Conversion pipeline
What this page covers
This page maps the end-to-end conversion paths from original Qwen3.5 VLM checkpoints:
- Path A for BNB text-only training targets,
- Path B for f16 text-only + GGUF export targets.
When to use
- You are deciding which artifact format to produce first.
- You need a high-level sequence before running command pages.
- You want to see where verification and upload happen in each path.
Input -> Output
| Input | Output |
|---|---|
unsloth/Qwen3.5-{size} f16 source | BNB text-only model for training (Path A) |
unsloth/Qwen3.5-{size} f16 source | bf16/f16 text-only + GGUF quants for inference/export (Path B) |
Diagram
Steps
- Choose path by target artifact:
- Path A for BNB text-only training input.
- Path B for GGUF export/inference flow.
- Run strip/verify checkpoints in sequence.
- Upload validated artifacts to Hub.
Path selection guide
Use Path A when:
- target is QLoRA training input,
- you need text-only BNB (
Qwen3.5-text-*-bnb-4bit).
Use Path B when:
- target is standalone inference/export artifacts,
- you need GGUF quants (
Q4_K_M,Q5_K_M,Q6_K,Q8_0), - you need a merge/export base in text-only f16/bf16.
Phase gates
text
Gate 1 — Artifact gate (after convert/strip):
- Expected directory exists.
- Expected format matches target path (bnb text-only or f16/bf16 text-only).
Gate 2 — Verification gate:
- Structural checks pass.
- Inference checks pass.
Gate 3 — Quantization gate (Path B):
- GGUF f16 exists.
- Target quant files exist (`Q4_K_M`, optional others).
Gate 4 — Publish gate:
- Dry-run sync (`check`/`fetch`) shows expected delta.

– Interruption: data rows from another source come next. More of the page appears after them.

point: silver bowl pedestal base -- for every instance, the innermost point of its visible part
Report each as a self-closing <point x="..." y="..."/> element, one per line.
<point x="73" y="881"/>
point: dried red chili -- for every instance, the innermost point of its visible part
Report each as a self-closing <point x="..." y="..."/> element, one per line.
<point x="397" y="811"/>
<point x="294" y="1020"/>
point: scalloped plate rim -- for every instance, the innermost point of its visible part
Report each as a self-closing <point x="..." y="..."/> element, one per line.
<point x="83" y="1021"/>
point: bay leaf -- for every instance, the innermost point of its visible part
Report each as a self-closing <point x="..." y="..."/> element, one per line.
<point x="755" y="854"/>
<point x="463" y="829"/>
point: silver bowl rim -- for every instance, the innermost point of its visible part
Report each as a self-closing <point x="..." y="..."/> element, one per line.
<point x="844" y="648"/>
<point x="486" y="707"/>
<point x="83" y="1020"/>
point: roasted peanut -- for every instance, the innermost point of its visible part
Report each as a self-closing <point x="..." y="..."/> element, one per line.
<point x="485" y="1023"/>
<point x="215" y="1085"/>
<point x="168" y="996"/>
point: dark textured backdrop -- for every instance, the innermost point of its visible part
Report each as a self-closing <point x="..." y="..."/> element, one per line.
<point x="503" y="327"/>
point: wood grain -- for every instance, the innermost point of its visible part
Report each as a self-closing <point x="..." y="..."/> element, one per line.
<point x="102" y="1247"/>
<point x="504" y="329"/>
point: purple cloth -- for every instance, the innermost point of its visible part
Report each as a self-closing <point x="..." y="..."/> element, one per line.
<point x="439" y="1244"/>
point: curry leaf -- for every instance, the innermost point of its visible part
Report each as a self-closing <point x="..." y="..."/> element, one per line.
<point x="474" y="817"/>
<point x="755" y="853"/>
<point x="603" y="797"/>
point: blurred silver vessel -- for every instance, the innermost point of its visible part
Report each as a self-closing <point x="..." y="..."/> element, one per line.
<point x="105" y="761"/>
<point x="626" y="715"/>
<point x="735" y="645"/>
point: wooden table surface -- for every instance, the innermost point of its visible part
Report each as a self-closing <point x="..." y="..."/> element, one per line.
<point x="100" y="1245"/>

- No unexpected delete/remove actions.Why it matters: this prevents publishing partially converted or unverified artifacts.
Command map
| Step | Command | Docs |
|---|---|---|
| Quantize f16 -> BNB 4-bit | qwen35-convert | Convert |
| Strip visual tower (BNB/f16) | qwen35-strip | Strip |
| Verify VLM model | qwen35-verify-qwen35 | Verify |
| Verify text-only model | qwen35-verify | Verify |
| Convert to GGUF | convert_hf_to_gguf.py | GGUF |
| Quantize GGUF | llama-quantize | GGUF |
| Upload to Hub | qwen35-upload | Upload |